Having previously employed myself constructing commissioned costumes, I have a significant storehouse of odds and ends. I made a deliberate attempt to use only what I had on hand for this corset, though I did end up spending about $10 for bias tape, brown thread, and grommets. If you purchase all required supplies, this corset could set you back up to $100, I would imagine.
This particular design took me about fifteen hours to complete. A significant portion of that time was dedicated to hand stitching (and taking photos for this 'ible!). Hand stitching will be an unavoidable aspect of this corset so prepare yourself with some background movies or tunes, maybe a hand brace, and a delicious adult beverage. If you like this instructable, please visit my website at www.ericayoung.com to see more of my tutorials, projects, and passions.
Oh! And in case you haven't noticed, I'm wordy. If you're not a reader, the good news is: I have LOTS of photos. :-) Also, you may be wondering what this has to do with summer since I'm entering the summer sewing contest. The answer? It has everything to do with summer--summer festival attire, summer night out on the town attire (pair this with some sexy jeans and gold high heals for a great look!), summer boredom remedy...
So, with all of that out of the way, let the creativity begin!
Step 1: What You Will Need
Gather Your Supplies
- About 2 yards of fabric--this will depend on your measurements, fabric width, etc. I culled from my pile of scraps a yard of chocolate brown cotton and a blue linen (the linen was actually a pair of pants I upcycled). Ideally, you will need something that complements your necktie selection while also being very sturdy. It's a corset, remember! Lots of tugging and stretching of fabric will ensue and the more sturdy your fabric, the more stress it will take.
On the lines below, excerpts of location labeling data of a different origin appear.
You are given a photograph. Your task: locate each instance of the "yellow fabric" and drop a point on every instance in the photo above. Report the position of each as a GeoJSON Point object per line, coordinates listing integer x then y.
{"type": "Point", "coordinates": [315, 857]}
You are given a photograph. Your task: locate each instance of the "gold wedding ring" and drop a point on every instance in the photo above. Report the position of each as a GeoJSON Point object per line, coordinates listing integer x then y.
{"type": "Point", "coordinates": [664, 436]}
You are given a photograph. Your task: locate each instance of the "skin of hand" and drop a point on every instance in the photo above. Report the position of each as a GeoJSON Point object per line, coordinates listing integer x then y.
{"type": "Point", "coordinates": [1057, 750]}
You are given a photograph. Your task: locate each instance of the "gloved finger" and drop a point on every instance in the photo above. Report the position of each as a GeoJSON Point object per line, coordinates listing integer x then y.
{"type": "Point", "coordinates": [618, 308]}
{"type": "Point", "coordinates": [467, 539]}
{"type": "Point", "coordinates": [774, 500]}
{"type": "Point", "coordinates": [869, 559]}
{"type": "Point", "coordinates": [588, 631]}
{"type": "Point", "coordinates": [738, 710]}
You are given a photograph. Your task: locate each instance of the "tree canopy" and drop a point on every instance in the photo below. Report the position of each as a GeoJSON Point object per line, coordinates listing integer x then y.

- Pattern--I don't typically use commercial patterns, but I really like Laughing Moon's #100 'Ladies Victorian Underwear' and have come back to it time and time again. There are numerous pattern companies that print Victorian era corsets and several websites that will teach you how to draft your own.
- Boning--I use 1/4 inch white spring steel available online or at select local fabric stores. I recommend using something other than the plastic boning usually sold prepackaged at chain stores; steel boning is worth the investment. Additionally, I would have used a traditional victorian busk for this one, but didn't have it on hand and stuck with my spend-no-$-use-what-you-have rule.
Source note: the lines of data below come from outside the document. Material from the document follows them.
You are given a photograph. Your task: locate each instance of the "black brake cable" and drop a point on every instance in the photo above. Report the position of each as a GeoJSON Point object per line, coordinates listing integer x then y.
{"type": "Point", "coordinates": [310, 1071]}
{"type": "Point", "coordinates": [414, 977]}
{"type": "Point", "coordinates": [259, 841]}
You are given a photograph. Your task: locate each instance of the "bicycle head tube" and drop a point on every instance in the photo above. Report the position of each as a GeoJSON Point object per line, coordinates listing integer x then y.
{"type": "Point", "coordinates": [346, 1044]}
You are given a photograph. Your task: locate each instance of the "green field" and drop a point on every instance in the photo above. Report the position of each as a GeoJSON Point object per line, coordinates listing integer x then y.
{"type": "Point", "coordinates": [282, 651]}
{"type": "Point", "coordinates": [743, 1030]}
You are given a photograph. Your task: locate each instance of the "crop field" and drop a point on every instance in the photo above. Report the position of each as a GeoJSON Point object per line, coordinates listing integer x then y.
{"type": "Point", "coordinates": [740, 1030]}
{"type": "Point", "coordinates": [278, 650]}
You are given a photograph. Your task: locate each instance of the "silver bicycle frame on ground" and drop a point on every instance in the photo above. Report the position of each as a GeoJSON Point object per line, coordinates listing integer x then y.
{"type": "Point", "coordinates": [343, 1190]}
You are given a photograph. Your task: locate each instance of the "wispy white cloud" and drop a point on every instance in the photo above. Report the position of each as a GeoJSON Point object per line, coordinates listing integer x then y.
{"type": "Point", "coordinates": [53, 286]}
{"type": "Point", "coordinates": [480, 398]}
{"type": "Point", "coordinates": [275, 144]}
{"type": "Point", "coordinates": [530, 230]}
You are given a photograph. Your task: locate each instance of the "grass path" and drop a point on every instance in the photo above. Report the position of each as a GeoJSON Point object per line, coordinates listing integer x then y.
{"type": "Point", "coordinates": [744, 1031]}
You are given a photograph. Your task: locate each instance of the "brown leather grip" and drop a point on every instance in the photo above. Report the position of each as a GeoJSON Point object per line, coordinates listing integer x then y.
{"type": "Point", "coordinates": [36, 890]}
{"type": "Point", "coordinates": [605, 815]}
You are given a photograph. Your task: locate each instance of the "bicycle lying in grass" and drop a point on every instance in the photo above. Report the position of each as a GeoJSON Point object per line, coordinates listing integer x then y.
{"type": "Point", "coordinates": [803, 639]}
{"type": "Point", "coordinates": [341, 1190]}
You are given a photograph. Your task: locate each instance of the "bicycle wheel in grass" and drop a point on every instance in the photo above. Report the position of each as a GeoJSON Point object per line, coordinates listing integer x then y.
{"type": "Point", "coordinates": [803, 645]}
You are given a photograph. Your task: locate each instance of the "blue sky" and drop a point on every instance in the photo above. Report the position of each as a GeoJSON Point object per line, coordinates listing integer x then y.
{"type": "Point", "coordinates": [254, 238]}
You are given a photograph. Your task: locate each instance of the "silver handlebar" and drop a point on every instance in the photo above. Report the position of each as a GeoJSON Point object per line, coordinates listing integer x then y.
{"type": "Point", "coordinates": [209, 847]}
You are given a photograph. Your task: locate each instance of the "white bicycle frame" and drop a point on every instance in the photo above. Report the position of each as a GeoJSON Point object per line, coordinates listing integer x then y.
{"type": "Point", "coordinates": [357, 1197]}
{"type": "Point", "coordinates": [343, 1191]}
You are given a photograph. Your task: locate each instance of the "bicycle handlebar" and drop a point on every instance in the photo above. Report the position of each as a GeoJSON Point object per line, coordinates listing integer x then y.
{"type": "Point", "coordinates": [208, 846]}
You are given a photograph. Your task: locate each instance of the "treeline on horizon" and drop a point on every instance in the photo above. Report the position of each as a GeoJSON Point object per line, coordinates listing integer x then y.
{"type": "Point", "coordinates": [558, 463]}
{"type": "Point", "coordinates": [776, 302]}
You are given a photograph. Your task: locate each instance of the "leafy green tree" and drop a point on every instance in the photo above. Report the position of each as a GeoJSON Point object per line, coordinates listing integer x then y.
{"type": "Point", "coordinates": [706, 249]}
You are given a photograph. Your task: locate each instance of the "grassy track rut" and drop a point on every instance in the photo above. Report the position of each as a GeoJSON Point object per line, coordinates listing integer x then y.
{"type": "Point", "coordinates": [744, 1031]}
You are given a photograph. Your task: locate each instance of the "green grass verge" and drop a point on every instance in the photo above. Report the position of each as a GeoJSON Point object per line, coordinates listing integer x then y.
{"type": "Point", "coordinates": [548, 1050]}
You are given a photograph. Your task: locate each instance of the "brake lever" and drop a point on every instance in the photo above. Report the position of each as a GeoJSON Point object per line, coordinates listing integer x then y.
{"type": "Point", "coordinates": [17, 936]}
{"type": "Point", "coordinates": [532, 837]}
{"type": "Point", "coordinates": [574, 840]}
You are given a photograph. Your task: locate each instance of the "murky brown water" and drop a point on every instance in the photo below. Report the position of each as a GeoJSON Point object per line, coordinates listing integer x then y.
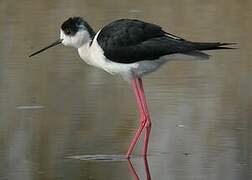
{"type": "Point", "coordinates": [54, 106]}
- Neckties--Beg your friends, hit up the 2-for-1 accessory sales at the Salvation Army, and put out an APB on your FB page. They'll trickle in.
- Grommets & Setting Tool--If you have an eyelet wrench, great! If not, you can buy grommets with accompanying tool at any local fabric store.
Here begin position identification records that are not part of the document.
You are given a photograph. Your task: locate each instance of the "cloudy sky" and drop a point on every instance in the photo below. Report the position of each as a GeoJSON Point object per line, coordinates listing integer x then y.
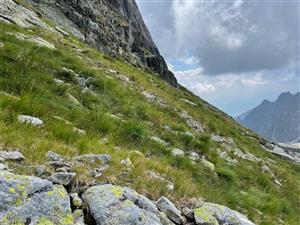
{"type": "Point", "coordinates": [233, 54]}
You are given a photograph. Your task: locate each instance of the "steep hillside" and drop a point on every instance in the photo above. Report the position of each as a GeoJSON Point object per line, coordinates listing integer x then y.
{"type": "Point", "coordinates": [278, 121]}
{"type": "Point", "coordinates": [111, 125]}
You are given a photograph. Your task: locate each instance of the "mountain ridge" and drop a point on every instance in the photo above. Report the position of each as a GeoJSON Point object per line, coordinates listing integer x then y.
{"type": "Point", "coordinates": [88, 138]}
{"type": "Point", "coordinates": [278, 120]}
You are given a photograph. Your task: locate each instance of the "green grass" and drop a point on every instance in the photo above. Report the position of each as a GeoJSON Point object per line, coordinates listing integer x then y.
{"type": "Point", "coordinates": [28, 71]}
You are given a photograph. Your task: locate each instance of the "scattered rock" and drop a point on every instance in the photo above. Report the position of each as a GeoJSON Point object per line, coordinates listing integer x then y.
{"type": "Point", "coordinates": [76, 200]}
{"type": "Point", "coordinates": [25, 197]}
{"type": "Point", "coordinates": [159, 141]}
{"type": "Point", "coordinates": [266, 169]}
{"type": "Point", "coordinates": [78, 217]}
{"type": "Point", "coordinates": [247, 156]}
{"type": "Point", "coordinates": [177, 152]}
{"type": "Point", "coordinates": [195, 125]}
{"type": "Point", "coordinates": [101, 159]}
{"type": "Point", "coordinates": [40, 170]}
{"type": "Point", "coordinates": [109, 204]}
{"type": "Point", "coordinates": [153, 175]}
{"type": "Point", "coordinates": [52, 156]}
{"type": "Point", "coordinates": [188, 101]}
{"type": "Point", "coordinates": [12, 155]}
{"type": "Point", "coordinates": [9, 95]}
{"type": "Point", "coordinates": [213, 214]}
{"type": "Point", "coordinates": [79, 131]}
{"type": "Point", "coordinates": [37, 40]}
{"type": "Point", "coordinates": [73, 99]}
{"type": "Point", "coordinates": [58, 81]}
{"type": "Point", "coordinates": [167, 207]}
{"type": "Point", "coordinates": [128, 165]}
{"type": "Point", "coordinates": [208, 164]}
{"type": "Point", "coordinates": [3, 167]}
{"type": "Point", "coordinates": [62, 178]}
{"type": "Point", "coordinates": [188, 212]}
{"type": "Point", "coordinates": [223, 140]}
{"type": "Point", "coordinates": [154, 99]}
{"type": "Point", "coordinates": [30, 120]}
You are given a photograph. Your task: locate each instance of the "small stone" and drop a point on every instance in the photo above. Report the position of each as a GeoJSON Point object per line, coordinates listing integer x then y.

- Hammer, Newsprint (or other forgiving surface)
- Corset Lacing
- Bias Tape--single fold in coordinating color. Or not. Be bold. Be tacky. Be brazen with color. I don't care. By the way, one package (4yds) will usually suffice.
- Lace, buttons, decorative trims of your choice.
- Scissors, Measuring Tape, Straight Pins, Needle, Thread, (and if you're anything like me...) Seam Ripper--the usual arsenal of sewing accoutrements, in other words.
- Iron, Ironing Board, Sewing Machine--mmmm, duh?
- Patience. And maybe beer.
Step 2: Prep Your Stuff
2. Iron your pattern & Fabric. This may be an oft-overlooked step in construction, but don't be a lazy wuss and skip out on the ironing stage. You'll thank yourself later. Iron your crumpled paper pattern pieces. Iron the wrinkly bias edge of your pre-washed fabric, too.
3. Determine your size and adjust your pattern. This will take some arithmetic skills. Measure your own bust, waist and hips and write the numbers down. Next, use your measuring tape to measure the bust, waist and hips on the freshly ironed pattern pieces. Add the numbers together and then subtract applicable seam allowances. If your numbers match, you'll want to cut your pattern down ever-so-slightly to accommodate for a moderate cinching effect. Typically, a Victorian corset is a good two inches smaller in the waist than your own proper measurement. Conversely, if your pattern number is too small, you may want to increase the size of the pieces. To do this, figure out how much extra total width you need then divide it by the number of pattern pieces. Add this much more to each pattern piece. When in doubt, err on the side of too big. You can always adjust it down in size during the fitting step.
Step 3: Cutting Your Pattern
A. Do NOT use a stretch fabric
B. Use the straight grain. (What do I mean? Don't lay your pattern out on a diagonal line (the bias)--this is the stretchiest point of any fabric and will skew your fitting and impact strength.)
Got your pieces layed out on the straight grain and they all fit? Great! Now you can...
5. Pin or weight your pattern pieces in place. Some professionals use tiny weights and/or trace the pattern directly on to the fabric to avoid pin holes. Not so important for this project, so straight pins it is!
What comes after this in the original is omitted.